I’ve tried many times in the past to make an effective anti-cheat only to find myself disabling it for one reason or another. I’ve looked over almost every big anti-cheat related thread on the DevForum over the past year or so. I generally understand the big problems with making an anti-cheat. I have yet to find something conclusive and something that wraps all of it together so I can know what to do.
The major issue I’m mainly trying to tackle with this post is movement related cheats (the most common and hard to patch).
One of the most annoying parts is I’ve seen some effective anti-cheats, but not how they work. The two underlying principles I see in an effective anti-cheat is the ability to successfully stop cheaters and to not mess with the normal player’s experience. Just to name a game, Outlaster has, from what I’ve seen, a great anti-cheat. For those who don’t know, the minigames/challenges in that game are mostly movement based, so this is a big thing to have. I got flung one time and got teleported back from moving too quickly. Before this, I hadn’t noticed there was an anti-cheat at all. Pretty smooth.
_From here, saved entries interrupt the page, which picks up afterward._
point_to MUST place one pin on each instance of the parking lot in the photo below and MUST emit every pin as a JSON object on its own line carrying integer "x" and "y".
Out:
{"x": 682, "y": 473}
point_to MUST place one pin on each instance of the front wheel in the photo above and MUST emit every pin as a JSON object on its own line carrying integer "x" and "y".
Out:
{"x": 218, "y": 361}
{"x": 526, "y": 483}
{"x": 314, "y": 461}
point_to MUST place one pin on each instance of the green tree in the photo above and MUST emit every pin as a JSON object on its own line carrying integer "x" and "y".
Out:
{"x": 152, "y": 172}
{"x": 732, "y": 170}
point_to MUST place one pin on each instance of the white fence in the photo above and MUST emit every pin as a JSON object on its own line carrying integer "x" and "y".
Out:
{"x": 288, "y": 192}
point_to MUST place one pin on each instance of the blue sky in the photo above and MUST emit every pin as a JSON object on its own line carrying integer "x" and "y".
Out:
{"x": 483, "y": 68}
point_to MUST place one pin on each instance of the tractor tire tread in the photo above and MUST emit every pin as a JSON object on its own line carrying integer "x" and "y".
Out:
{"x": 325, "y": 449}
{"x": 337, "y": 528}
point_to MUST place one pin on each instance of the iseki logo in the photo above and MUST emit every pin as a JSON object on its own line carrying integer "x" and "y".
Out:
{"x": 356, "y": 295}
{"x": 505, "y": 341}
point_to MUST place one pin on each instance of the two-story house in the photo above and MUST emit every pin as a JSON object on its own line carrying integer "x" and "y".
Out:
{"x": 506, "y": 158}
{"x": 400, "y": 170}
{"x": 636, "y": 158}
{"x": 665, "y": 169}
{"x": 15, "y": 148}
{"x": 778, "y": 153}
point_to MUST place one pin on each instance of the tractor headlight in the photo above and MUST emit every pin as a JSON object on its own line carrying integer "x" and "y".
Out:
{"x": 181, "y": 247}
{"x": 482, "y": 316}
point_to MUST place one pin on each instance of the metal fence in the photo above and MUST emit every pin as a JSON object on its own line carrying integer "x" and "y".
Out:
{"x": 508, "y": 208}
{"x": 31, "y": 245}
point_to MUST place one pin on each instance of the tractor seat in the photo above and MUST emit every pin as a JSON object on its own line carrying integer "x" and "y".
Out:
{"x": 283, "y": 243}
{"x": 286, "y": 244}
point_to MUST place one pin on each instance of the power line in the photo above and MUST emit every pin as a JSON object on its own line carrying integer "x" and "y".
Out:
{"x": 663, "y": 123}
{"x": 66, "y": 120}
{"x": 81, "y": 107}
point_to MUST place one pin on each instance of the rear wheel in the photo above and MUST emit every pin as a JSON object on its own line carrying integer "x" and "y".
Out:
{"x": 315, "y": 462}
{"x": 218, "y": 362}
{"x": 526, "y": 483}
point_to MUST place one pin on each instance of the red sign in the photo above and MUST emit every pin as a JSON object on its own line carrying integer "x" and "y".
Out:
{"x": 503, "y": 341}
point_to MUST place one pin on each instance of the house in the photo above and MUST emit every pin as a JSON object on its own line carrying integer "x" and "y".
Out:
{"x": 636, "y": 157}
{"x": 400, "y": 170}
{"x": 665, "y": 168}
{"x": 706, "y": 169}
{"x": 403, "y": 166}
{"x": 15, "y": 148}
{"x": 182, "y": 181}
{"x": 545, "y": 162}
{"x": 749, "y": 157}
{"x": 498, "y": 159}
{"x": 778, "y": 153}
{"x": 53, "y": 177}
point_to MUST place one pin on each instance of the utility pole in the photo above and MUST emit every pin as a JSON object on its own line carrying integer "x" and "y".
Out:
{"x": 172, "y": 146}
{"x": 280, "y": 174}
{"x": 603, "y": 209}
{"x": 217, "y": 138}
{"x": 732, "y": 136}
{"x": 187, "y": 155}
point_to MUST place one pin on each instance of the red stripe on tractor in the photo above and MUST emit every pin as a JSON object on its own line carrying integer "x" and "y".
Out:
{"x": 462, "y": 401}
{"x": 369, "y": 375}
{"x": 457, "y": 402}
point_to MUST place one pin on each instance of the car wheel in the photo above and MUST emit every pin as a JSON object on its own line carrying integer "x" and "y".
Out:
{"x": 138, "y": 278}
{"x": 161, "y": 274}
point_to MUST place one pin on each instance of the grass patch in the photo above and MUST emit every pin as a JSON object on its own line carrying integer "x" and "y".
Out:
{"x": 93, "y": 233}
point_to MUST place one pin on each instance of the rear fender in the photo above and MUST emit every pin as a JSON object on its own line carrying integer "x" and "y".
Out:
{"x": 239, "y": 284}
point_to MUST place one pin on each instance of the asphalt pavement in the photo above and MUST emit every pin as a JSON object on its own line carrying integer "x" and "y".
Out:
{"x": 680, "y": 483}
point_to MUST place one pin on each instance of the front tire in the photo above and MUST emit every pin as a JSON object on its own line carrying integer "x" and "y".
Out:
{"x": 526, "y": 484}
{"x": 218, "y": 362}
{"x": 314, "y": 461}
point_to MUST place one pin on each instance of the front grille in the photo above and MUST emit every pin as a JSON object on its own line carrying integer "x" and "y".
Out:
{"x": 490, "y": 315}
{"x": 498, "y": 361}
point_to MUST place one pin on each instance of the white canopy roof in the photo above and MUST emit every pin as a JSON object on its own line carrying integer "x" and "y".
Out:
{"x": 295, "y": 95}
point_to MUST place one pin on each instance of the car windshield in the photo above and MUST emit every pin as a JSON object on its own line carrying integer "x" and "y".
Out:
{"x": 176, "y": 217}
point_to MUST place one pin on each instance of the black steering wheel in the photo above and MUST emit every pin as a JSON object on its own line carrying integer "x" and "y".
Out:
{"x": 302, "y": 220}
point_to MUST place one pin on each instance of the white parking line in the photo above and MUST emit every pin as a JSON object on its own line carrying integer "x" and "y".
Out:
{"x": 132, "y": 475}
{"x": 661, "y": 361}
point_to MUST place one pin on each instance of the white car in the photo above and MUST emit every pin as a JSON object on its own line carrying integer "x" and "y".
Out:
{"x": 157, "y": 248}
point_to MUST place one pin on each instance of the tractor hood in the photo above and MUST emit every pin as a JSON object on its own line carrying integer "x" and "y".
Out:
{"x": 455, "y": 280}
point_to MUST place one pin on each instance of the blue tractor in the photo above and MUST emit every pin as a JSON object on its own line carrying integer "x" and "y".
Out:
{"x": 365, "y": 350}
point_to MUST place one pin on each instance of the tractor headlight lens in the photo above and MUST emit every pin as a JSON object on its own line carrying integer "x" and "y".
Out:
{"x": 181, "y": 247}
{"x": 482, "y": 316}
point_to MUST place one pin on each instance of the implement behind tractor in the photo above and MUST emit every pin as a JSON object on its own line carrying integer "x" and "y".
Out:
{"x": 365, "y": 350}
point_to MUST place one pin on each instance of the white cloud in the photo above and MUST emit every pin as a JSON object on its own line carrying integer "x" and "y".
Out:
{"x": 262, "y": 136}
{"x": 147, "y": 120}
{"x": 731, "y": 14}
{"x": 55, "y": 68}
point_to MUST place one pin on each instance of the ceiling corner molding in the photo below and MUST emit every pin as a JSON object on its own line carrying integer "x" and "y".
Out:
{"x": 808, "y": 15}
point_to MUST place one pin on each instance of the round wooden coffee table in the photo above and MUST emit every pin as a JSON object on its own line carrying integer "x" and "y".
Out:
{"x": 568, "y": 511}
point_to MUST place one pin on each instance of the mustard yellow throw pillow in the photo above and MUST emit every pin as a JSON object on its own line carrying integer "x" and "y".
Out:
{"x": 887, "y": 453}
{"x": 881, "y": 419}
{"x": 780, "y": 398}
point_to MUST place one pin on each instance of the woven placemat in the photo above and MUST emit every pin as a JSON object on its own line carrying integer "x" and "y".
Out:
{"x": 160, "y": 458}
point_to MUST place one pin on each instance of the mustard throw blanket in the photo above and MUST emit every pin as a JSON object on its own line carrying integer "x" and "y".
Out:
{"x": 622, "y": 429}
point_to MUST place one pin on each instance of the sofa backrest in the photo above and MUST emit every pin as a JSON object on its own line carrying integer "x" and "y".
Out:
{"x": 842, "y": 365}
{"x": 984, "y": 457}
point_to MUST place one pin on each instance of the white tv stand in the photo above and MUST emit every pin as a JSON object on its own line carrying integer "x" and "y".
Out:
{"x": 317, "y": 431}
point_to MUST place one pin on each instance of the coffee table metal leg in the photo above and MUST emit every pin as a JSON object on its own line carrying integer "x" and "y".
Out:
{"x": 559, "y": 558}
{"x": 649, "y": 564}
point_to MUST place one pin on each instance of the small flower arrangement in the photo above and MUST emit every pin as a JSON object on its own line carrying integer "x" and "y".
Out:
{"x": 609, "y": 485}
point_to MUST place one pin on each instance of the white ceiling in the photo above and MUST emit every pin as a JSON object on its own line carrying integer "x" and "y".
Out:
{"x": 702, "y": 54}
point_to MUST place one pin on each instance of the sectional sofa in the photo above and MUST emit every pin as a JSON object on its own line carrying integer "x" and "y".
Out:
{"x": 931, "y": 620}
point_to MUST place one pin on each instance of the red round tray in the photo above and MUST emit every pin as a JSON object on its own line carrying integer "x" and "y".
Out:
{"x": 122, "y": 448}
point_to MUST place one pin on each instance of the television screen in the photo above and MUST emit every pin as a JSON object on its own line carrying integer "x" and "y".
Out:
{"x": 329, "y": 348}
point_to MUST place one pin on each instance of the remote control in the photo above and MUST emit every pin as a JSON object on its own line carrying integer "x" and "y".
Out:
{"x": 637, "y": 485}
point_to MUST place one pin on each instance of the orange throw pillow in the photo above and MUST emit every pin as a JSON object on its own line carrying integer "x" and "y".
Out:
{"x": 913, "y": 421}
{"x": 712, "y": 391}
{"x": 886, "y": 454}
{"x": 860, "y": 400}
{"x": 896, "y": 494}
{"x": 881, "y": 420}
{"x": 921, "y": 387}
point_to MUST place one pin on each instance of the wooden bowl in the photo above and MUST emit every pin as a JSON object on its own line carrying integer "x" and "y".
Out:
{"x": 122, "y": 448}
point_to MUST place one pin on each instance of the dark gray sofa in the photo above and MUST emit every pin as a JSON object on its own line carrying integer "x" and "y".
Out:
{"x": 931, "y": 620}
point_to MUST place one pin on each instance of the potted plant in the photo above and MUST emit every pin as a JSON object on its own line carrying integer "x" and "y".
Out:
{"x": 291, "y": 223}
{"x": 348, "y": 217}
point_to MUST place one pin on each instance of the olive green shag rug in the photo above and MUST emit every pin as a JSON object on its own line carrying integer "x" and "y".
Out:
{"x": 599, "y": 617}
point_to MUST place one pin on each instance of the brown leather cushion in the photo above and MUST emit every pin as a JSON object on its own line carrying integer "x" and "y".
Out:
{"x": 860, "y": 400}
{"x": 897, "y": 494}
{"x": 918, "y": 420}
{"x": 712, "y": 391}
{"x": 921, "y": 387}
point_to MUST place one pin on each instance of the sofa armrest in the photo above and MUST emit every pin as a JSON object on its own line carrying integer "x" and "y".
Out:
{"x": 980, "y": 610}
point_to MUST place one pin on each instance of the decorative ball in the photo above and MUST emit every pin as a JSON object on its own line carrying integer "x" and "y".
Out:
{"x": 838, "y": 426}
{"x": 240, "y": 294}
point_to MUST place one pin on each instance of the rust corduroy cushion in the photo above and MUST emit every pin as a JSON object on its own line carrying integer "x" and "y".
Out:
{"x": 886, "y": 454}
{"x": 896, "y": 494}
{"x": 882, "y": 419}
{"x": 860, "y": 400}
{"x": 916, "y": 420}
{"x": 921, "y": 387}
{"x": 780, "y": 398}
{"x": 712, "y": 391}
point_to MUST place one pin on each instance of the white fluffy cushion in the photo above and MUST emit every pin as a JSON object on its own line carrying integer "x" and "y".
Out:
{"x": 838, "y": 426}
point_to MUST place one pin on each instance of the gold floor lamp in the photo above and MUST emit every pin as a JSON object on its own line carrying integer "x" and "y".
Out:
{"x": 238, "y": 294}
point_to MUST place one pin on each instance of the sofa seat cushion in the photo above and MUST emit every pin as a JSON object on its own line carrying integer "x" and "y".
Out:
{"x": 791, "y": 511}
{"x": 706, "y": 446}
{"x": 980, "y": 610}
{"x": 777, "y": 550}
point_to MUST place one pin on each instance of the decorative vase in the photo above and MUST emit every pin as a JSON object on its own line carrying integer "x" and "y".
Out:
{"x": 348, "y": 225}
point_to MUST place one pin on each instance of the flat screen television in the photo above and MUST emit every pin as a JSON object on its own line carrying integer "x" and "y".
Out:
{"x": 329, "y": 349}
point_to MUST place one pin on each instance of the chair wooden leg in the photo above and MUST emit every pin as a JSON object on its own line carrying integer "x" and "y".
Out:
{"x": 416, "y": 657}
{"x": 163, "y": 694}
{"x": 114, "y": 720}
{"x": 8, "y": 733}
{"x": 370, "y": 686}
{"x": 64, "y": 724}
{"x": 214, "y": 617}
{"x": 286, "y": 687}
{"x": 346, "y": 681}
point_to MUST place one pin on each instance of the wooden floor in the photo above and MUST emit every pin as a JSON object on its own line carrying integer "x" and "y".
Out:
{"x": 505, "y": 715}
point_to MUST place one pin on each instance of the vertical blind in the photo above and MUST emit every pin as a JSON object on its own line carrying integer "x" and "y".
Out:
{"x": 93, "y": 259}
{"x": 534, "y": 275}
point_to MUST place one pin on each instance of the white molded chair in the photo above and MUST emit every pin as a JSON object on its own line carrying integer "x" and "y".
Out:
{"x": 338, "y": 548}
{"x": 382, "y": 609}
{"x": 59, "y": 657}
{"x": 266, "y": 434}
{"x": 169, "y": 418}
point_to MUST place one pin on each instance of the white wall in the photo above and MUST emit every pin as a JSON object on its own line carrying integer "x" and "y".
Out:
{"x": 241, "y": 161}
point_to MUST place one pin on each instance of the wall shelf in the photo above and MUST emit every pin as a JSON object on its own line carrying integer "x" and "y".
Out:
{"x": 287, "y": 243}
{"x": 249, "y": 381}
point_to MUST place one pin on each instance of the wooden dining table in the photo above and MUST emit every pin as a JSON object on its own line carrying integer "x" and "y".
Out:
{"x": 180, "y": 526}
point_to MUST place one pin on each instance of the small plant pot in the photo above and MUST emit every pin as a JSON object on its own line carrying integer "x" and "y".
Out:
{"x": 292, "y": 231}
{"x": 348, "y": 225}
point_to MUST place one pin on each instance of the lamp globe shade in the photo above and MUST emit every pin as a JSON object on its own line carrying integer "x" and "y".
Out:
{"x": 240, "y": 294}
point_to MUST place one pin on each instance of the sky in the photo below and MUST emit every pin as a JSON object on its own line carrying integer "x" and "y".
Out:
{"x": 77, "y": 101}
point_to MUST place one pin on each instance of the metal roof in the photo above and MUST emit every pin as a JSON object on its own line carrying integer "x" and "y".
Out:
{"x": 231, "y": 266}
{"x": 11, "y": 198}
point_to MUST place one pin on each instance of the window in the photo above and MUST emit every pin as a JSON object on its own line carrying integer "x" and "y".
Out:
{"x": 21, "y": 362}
Along with that, I hadn’t seen any cheaters either.
From that experience and everything else I’ve learned, I have quite a few questions:
What value do they source the player’s speed/velocity from? How optimized are these checks so you aren’t using a significant amount of server resources on something the normal player wouldn’t run into? What’s the maximum movement threshold where it starts to teleport you back? How does the system account for ping to not make laggy players unhappy?